She was a sight so powerful his senses blurred, unable to cope with the full experience of her beauty. He trembled as he held her, the brutal dimension of her delicate form both binding and alienating him all at once: she was contradiction made flesh. Just as he could not understand her, he could not look past her. He might never be able to love again after her; there was nothing left in him, all had been overcome by that sinuous beauty who seduced him even as he bled the life out of her.
Vaizey rode out with Guy to find refuge as soon as they could. The horse wore down in the sun and the sand, but Vaizey pushed forward. The assassination plan had failed, he was exposed as a traitor, and his lieutenant had been reduced to a shocked, delirious mess. A soldier's thick hands gripped him at his mid-section. For the first time he could remember, Vaizey feared Guy. The matrices of blood covering those hands were a warning – if Gisborne could kill Marian, he could kill anyone.
She fills the negative spaces; he can't even breathe without touching her.
He sees her out of the corner of his eye at the castle, a whisper of her skirt rounding corners or passing stairs. Sometimes he wanders the castle, lost in thought, and will look up to find himself at her door, then wonder how he ever came to be there. Somewhere in his soul he does not quite believe that she is not alive, and that the several weeks since her death have only been a joke.
Days after he has killed her, he will still remember the pain, but he'll also remember the anger, too, and the joy – fleeting – of killing her. He hasn't been able to shake it yet, and he knows that's why he'll burn.
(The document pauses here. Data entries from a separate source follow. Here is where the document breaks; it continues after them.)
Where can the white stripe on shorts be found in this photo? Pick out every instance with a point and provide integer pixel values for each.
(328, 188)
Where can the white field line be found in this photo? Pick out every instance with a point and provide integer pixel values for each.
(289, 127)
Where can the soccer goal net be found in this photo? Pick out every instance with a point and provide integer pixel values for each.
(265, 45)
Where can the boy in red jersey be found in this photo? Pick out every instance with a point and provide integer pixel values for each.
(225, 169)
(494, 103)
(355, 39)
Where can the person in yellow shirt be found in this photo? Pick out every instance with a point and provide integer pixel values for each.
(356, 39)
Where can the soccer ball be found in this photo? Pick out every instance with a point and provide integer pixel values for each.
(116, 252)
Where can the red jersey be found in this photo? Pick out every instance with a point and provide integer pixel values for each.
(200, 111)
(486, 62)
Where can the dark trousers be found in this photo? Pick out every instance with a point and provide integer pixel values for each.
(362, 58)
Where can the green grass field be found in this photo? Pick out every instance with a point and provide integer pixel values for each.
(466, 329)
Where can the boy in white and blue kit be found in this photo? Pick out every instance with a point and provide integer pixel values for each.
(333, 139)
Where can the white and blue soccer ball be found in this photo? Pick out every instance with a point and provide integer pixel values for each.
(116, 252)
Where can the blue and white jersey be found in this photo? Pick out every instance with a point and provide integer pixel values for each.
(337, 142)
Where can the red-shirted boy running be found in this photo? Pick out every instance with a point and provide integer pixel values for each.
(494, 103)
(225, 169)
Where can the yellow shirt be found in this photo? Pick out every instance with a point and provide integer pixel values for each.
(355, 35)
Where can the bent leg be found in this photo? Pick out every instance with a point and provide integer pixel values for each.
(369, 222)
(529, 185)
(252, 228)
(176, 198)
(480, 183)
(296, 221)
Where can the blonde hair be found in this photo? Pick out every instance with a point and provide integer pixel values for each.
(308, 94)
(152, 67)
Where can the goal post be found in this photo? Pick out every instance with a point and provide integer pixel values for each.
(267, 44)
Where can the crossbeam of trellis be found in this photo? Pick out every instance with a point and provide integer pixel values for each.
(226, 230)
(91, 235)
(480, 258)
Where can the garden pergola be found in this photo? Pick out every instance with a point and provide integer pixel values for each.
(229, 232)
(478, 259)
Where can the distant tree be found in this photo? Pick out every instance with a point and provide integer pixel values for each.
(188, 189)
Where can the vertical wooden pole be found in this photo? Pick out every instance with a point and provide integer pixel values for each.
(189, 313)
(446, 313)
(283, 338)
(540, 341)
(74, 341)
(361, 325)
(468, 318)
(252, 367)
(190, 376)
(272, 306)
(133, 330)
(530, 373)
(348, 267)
They dismounted in the dark. Gisborne needed assistance coming down. His body knocked against the sheriff like a load of stones, all weight and no energy. Like a father with a child, the sheriff cooed and coaxed his lieutenant to sit against a strong tree trunk. Gisborne leaned his head all the way back against the rough bark and let the palm tree hold him. He looked straight up at the sky, searching for light, but the spiked palm fronds above closed around the stars like fingers curling around stones.
The sheriff knelt down and offered Gisborne water, but the man only coughed when he tried to drink. Gisborne's head lolled into his chest and he rasped, "You were right. She never loved me. She lied."
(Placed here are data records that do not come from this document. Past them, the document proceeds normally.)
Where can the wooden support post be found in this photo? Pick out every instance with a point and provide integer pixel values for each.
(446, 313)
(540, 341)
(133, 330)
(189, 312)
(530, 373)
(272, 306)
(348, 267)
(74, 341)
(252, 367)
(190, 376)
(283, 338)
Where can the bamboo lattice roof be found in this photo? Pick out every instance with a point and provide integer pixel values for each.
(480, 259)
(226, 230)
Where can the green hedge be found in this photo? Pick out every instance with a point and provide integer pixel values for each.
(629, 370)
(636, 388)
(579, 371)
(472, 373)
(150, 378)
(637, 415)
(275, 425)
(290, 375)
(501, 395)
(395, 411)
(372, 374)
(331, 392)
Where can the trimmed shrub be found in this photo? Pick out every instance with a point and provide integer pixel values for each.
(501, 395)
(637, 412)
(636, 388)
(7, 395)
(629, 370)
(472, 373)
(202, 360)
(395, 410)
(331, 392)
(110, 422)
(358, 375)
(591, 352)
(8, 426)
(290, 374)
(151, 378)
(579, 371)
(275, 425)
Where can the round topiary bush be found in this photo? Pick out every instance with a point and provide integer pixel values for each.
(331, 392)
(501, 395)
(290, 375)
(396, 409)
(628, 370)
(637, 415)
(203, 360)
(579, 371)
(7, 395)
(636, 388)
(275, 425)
He thinks about it often but can't quite remember it right. The sun was hot, he knows, but the clouds were also gathering, he was melting in the heat but he didn't feel it, they were alone, they were being watched, she screamed, she said nothing, it was an accident, and he was always going to do it.
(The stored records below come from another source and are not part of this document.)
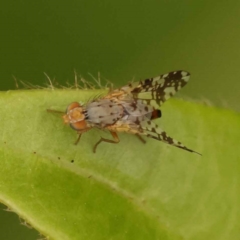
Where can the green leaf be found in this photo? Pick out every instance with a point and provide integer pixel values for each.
(128, 190)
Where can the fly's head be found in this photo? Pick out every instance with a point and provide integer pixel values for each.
(75, 116)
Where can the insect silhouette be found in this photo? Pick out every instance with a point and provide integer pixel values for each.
(130, 109)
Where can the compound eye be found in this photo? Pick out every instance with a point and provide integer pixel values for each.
(72, 106)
The next time he sees Robin of Locksley is in his dreams. The man stands over him with a flaming sword, reciting scripture, and the Biblical allusions are so obvious they're annoying. He remembers the day that Huntingdon held a fire-heated sword at his neck, having found the black wolf's mark on Guy's arm.
"You are not God, Huntingdon," he growls, and the next thing he sees is movement, and then nothing. He wakes up.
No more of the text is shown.